Hawaii has found itself in a particular kind of dilemma as a result of the COVID-19 pandemic. All Big Island cases of coronavirus have been brought in by visitors, other than a small cluster around the Kona Community Hospital. So far, there have only been 30 deaths and 3,475 confirmed cases of COVID-19 in Hawaii (as of 11 August). However, banning visitors to keep cases low is not so easy for a state which depends upon tourism as its main industry, worth more than US$16b and attracting 10 million visitors last year alone.
The Big Island's innovative approach could pave the way for tourism in the post-COVID era.
As countries everywhere grapple with the issue of how to safely bring back tourists, Hawaii has turned to technology for a way forward.
Firstly, it will screen visitors for coronavirus before they arrive, from 1 September. Since tests cannot be 100% accurate however and many COVID-19 patients are asymptomatic, Hawaii will use geofencing technology to track where tourists can go on the island, keeping them in their own little resort bubbles.
Tourists will have to stick to the amenities inside their resort, or 'bubble'.
“Our team is working with interested resort partners on a plan that will allow visitors to spend their quarantine at full-service resorts, which would have programs, policies and activities in place to provide a full vacation experience,” Kauai Mayor Derek Kawakami told Hawaii News Now.
It will most likely take the form of an app that visitors download when they arrive. The app will track their movements and if they leave the designated area an alarm will be triggered, which the vendor can then report to the police. If someone tries to cheat the system by leaving their phone in a room unattended, for example, an alert will also be triggered by the inactivity.
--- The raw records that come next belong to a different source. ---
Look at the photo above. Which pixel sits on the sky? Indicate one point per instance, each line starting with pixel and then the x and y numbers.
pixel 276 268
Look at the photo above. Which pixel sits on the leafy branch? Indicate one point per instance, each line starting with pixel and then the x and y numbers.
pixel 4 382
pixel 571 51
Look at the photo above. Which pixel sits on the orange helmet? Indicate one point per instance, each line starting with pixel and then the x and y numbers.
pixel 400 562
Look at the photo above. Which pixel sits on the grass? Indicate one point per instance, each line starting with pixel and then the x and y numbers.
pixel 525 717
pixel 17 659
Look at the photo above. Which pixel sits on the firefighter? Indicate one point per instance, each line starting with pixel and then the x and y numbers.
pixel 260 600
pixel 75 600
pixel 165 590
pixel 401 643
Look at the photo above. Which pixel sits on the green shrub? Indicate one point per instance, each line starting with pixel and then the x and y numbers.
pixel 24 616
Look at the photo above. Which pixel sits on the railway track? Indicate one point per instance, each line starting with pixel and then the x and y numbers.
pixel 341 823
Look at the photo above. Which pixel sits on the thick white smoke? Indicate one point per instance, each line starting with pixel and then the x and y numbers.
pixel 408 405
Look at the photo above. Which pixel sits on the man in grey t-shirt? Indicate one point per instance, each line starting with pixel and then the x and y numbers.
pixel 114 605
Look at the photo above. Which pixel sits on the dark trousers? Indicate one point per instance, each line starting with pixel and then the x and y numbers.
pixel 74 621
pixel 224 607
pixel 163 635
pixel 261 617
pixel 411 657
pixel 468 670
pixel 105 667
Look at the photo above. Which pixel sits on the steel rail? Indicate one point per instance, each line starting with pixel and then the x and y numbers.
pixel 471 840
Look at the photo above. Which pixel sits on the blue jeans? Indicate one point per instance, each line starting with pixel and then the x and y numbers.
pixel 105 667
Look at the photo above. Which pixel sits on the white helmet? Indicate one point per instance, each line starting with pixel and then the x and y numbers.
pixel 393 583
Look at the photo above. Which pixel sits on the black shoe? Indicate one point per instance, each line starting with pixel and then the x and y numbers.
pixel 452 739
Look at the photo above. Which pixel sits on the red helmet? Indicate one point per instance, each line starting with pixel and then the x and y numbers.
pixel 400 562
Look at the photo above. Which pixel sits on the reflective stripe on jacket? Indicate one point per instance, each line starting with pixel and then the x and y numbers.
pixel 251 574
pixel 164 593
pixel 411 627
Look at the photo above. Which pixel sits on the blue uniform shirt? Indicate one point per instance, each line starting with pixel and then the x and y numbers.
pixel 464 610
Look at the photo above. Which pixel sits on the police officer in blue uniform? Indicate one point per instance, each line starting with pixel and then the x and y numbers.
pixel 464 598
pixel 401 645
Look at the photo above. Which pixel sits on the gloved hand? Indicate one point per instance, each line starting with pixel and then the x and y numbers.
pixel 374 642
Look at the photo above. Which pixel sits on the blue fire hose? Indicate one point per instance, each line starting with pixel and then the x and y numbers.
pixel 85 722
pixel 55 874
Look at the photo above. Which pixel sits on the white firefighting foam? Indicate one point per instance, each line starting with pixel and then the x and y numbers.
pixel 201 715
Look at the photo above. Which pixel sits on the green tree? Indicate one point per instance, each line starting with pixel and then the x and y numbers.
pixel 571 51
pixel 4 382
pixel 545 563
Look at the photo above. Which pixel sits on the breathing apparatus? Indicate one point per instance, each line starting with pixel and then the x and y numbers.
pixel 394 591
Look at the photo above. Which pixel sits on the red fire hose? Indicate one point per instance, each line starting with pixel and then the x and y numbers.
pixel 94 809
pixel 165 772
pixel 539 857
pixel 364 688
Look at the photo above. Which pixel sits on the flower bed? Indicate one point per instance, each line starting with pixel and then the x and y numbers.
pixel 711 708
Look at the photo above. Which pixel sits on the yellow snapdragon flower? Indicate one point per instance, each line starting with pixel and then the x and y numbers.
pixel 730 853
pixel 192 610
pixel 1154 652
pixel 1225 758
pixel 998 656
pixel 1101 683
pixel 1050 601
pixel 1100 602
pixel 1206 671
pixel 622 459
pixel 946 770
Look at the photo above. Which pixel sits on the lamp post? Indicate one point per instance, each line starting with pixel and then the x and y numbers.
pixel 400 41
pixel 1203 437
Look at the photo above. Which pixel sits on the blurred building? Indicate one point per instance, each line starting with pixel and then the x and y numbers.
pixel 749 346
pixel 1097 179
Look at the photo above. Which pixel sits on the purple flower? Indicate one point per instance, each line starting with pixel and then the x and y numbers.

While the visitors would be able to go to shops, bars, restaurants, beaches and golf courses inside the resort bubble itself, they would not be able to visit the rest of the island. It would allow big fully-serviced resorts employing thousands of people, such as Princeville on Kauai and Ko Olina on Oahu, to open again and welcome tourists back.
The Cayman Islands is another tourist hotspot looking towards geofence technology.
The project does not come without its challenges though. Rod Antone, executive director for the Maui Hotel & Lodging Association, described it as “a means of survival” rather than a game changer. Its success will depend upon the vigilance of the police in enforcing the bubbles, and there is still a question mark over how many tourists would still come to Hawaii if they were unable to visit attractions such as Waikiki Beach and its volcanoes.
That said, Hawaii is not alone in pursuing geofencing as a way of bringing back visitors. The Cayman Islands recently announced its plans to phase reopening of its borders, using health monitor devices known as “bio-buttons.” Tourists will be fitted with the bio buttons upon arrival, and after five days of self-isolation, they will wear them throughout their stay. It remains to be seen whether others soon follow suit to provide a much-needed stimulus to a troubled sector.